City hooks up deal for new fire hydrants|[7/11/06]
Published 12:00 am Tuesday, July 11, 2006
Less than a month after fire consumed a house on a south Vicksburg street with no fire hydrants, officials voted Monday to renew an abandoned project to expand water lines and hydrants in the area.
The Board of Mayor and Aldermen, minus vacationing Mayor Laurence Leyens, approved a contract with the Jackson office of engineering firm Allen and Hoshall to complete the construction of new water distribution lines, hydrants and valves in the area annexed 16 years ago. The project, begun in July 2004 by Bowie River Construction of Hattiesburg, was largely completed but stretched well beyond its scheduled August 2005 completion and was left undone earlier this year.
The contract with Allen and Hoshall is not to exceed a total of $4,500 in hourly rates, said City Clerk Walter Osborne. Work should be advertised for contractors in about two months and is expected to be completed by the end of the year, said Jimmy Nelson, an engineer with Allen and Hoshall.
“We’ve got the money left over from the original project,” said South Ward Alderman Sid Beauman, who lives in the project’s target area, on Singing Hills Road. “We can now legally proceed with this contract.”
On June 15, an electrical fire caught at 506 Kendra Drive, where firefighters responding to the blaze were forced to hook hoses to a hydrant on neighboring Belva Drive, around the block from the burning house. Two residents escaped after smoke alarms woke them up, said Vicksburg Fire Department Investigator Leslie Decareaux, but the house was gutted by flames.
Fire Chief Keith Rogers said the absence of a hydrant on Kendra didn’t affect the outcome because the fire had spread out of control before the department arrived, but added it could affect fighting future fires. Residents said they had complained before about the lack of hydrants.
“For more than a year, they’ve been telling us they’re going to get hydrants out here,” said Nita Poole, who lives a few doors down from the consumed house.

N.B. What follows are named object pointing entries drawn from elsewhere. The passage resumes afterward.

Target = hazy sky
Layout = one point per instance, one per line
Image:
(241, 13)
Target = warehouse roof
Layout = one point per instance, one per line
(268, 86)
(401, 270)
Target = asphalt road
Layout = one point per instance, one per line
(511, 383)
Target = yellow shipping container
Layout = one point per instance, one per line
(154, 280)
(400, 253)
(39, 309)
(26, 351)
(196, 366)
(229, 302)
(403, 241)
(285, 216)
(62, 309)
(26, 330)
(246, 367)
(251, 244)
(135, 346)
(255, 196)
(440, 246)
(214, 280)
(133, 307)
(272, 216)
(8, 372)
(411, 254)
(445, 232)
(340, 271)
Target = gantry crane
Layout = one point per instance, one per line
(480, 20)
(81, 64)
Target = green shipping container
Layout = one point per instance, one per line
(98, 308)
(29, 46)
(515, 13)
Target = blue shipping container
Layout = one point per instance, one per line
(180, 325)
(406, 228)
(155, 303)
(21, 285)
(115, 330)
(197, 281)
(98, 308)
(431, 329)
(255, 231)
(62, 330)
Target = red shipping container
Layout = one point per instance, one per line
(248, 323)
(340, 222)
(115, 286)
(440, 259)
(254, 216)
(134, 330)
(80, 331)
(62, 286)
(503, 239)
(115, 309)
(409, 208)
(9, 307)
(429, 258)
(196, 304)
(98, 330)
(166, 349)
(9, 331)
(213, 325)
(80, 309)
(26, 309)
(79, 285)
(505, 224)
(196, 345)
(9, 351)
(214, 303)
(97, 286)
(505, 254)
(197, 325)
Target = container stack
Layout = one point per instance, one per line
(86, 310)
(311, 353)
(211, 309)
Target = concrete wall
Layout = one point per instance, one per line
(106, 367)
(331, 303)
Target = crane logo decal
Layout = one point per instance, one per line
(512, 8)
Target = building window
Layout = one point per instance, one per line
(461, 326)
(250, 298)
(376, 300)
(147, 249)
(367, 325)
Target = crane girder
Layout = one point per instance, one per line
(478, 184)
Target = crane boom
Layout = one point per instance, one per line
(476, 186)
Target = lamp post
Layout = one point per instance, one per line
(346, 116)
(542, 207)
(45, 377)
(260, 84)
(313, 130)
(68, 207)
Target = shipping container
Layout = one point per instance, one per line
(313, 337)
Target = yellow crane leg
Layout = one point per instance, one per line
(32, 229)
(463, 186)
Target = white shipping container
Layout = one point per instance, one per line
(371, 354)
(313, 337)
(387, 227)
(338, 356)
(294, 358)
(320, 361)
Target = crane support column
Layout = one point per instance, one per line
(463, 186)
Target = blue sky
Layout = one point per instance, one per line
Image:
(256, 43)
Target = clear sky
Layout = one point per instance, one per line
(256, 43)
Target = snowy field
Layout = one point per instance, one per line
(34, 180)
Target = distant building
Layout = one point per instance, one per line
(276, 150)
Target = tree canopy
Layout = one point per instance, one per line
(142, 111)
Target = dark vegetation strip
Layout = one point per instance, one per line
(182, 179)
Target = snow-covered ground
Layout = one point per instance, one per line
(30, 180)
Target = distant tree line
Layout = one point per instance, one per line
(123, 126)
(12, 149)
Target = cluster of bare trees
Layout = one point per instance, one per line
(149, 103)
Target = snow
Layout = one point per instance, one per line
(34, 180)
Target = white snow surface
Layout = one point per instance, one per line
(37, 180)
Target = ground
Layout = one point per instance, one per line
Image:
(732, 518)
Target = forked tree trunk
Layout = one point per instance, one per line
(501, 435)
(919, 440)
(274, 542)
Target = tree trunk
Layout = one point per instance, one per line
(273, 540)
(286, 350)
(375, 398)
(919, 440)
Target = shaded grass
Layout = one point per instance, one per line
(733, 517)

Hydrants were planned for Kendra, said Public Works Director Bubba Rainer, but Bowie River crews found 2-inch water lines instead of the required 6-inch lines indicated by maps of the area. Part of the project’s completion will include installing the proper lines, he said.
Municipal standards require a hydrant every 1,000 feet, but most are 300 to 500 feet apart, Rogers said.
“The exact number (of hydrants to be installed), I’m not sure, but they will meet city standards,” Nelson said.
The City of Vicksburg, which was 13 square miles, added 20 square miles in 1990 and has been working to extend municipal-level services since. It is also planning the final phase of a four-step project funded from state money obtained in a grant from the Mississippi Department of Environmental Quality to extend sewer service to areas on and around U.S. 61 South. The city began accepting bids on that project after finalizing right-of-way easements from property owners last month.